June 18, 200917 yr Author I suspect it might be a lock placed by the "md" driver, so you might not see the same behavior under native Ubuntu unless you also set up a "raid-5" array on it using the stock "md" driver. (Don't do this with your current disks, as it will probably be incompatible with the existing reiser file-system.) Joe L. Ah That's a good call. I certainly was not testing using that driver. Perhaps we're onto something for better or worse?
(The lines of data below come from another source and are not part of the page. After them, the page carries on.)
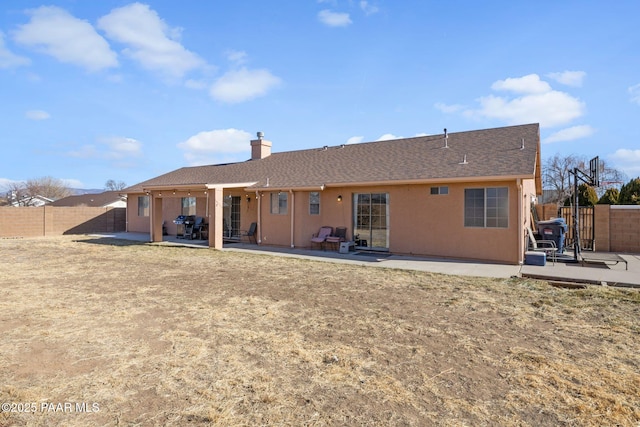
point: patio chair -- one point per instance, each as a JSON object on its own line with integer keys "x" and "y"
{"x": 339, "y": 236}
{"x": 199, "y": 227}
{"x": 251, "y": 233}
{"x": 547, "y": 246}
{"x": 321, "y": 237}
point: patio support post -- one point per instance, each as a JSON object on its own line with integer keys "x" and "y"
{"x": 156, "y": 218}
{"x": 523, "y": 220}
{"x": 215, "y": 217}
{"x": 259, "y": 197}
{"x": 293, "y": 215}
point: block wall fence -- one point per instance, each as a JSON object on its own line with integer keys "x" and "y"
{"x": 58, "y": 220}
{"x": 616, "y": 229}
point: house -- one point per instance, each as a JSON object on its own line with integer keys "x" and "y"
{"x": 106, "y": 199}
{"x": 461, "y": 194}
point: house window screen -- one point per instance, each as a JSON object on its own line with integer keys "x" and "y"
{"x": 440, "y": 190}
{"x": 279, "y": 203}
{"x": 143, "y": 206}
{"x": 314, "y": 203}
{"x": 486, "y": 207}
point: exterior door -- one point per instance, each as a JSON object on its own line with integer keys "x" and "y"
{"x": 371, "y": 219}
{"x": 231, "y": 216}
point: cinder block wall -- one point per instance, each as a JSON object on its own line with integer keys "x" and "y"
{"x": 58, "y": 220}
{"x": 624, "y": 229}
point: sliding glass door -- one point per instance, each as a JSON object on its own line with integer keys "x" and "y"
{"x": 371, "y": 220}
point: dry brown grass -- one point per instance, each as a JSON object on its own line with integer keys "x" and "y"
{"x": 160, "y": 335}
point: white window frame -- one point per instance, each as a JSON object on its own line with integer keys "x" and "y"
{"x": 279, "y": 203}
{"x": 443, "y": 190}
{"x": 314, "y": 205}
{"x": 491, "y": 209}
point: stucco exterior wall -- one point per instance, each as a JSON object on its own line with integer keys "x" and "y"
{"x": 419, "y": 223}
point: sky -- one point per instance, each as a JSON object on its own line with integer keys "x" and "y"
{"x": 92, "y": 91}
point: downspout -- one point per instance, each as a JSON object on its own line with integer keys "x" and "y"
{"x": 259, "y": 197}
{"x": 521, "y": 222}
{"x": 293, "y": 211}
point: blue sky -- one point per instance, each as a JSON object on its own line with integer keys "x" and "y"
{"x": 99, "y": 90}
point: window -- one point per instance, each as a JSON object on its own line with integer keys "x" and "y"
{"x": 279, "y": 203}
{"x": 314, "y": 203}
{"x": 440, "y": 190}
{"x": 486, "y": 207}
{"x": 188, "y": 206}
{"x": 143, "y": 205}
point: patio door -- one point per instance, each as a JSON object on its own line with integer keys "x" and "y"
{"x": 231, "y": 216}
{"x": 371, "y": 220}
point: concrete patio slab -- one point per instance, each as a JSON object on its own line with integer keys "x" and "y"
{"x": 596, "y": 274}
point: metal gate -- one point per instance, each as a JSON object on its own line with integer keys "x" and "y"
{"x": 586, "y": 223}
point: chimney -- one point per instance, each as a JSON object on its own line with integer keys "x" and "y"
{"x": 260, "y": 148}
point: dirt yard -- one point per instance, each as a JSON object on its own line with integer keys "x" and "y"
{"x": 108, "y": 332}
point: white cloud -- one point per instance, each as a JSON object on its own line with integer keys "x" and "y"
{"x": 628, "y": 161}
{"x": 388, "y": 137}
{"x": 151, "y": 42}
{"x": 570, "y": 134}
{"x": 527, "y": 84}
{"x": 120, "y": 146}
{"x": 367, "y": 8}
{"x": 238, "y": 57}
{"x": 212, "y": 146}
{"x": 6, "y": 184}
{"x": 243, "y": 84}
{"x": 9, "y": 59}
{"x": 110, "y": 148}
{"x": 454, "y": 108}
{"x": 196, "y": 84}
{"x": 72, "y": 183}
{"x": 54, "y": 31}
{"x": 634, "y": 91}
{"x": 569, "y": 78}
{"x": 37, "y": 115}
{"x": 537, "y": 103}
{"x": 334, "y": 19}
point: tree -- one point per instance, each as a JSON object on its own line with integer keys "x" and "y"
{"x": 25, "y": 193}
{"x": 556, "y": 176}
{"x": 630, "y": 193}
{"x": 610, "y": 197}
{"x": 112, "y": 185}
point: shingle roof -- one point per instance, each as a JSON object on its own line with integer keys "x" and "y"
{"x": 489, "y": 153}
{"x": 91, "y": 200}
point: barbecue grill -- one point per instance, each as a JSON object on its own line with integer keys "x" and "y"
{"x": 185, "y": 226}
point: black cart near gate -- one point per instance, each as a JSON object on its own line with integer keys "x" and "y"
{"x": 553, "y": 229}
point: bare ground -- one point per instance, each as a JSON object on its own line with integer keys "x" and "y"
{"x": 124, "y": 333}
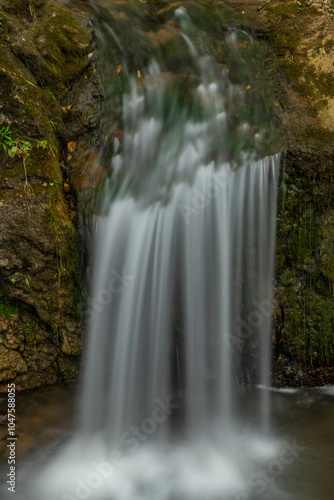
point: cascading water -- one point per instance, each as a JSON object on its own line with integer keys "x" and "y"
{"x": 180, "y": 312}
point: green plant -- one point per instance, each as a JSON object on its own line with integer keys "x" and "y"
{"x": 6, "y": 308}
{"x": 26, "y": 278}
{"x": 6, "y": 139}
{"x": 46, "y": 145}
{"x": 62, "y": 272}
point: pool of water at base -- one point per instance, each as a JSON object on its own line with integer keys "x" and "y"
{"x": 302, "y": 420}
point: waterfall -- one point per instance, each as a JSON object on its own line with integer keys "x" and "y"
{"x": 180, "y": 307}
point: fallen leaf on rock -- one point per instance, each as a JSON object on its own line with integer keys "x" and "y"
{"x": 71, "y": 146}
{"x": 119, "y": 135}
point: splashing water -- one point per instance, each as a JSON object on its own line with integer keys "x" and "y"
{"x": 181, "y": 314}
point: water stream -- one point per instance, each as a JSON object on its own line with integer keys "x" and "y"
{"x": 180, "y": 309}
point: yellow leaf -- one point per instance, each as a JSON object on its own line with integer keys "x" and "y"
{"x": 71, "y": 146}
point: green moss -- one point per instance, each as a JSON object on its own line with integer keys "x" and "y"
{"x": 6, "y": 308}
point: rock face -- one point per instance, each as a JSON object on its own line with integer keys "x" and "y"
{"x": 49, "y": 97}
{"x": 302, "y": 40}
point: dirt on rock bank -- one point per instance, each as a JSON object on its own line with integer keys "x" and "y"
{"x": 45, "y": 119}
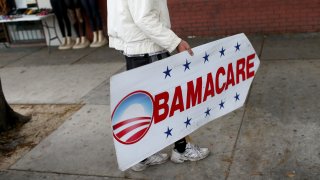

June 19, 200917 yr Dabl, the difference with your issue is I don't have any problems streaming at all once the drive is spun up. The problem rears its head when I'm streaming off say disk 1 and then disk 2 is accessed returning it from standby and stalls the data of disk 1. My stall problem disappears entirely if I set the drives to not spin down at all. Do you have the same results? It seems most of the replies on AVS point to the whole movie being on a single drive as well, which could mean another drive is not being accessed and the problem is not being triggered. You could also keep a laptop next to you and look at which drives are spun up when you start the streaming and then look again and see if any additional are now spun up once you experience a hiccup. Try turning spindown standby off. Thanks for the comments and suggestions, duly noted. If I'm able to observe anything interesting I'll be sure to follow up.
August 21, 200916 yr Author For the moment... Setting the drives to never spin down is the only way to get around it. From other discussions, it sounds like it may be a Linux locking bug vs. an explicitly unraid issue that may be addressed in the next Linux kernal. Once stable, Tom has a good track record of incorporating those kernels into unraid. There's a good post one of the gang wrote around here, but I don't have time to search for it at the moment. Do a search for locking maybe.
September 10, 200916 yr Has anyone tried this with the latest release of slackware in a dev environment and unraid? Just curious. I think Slackware release a 64 bit version as well.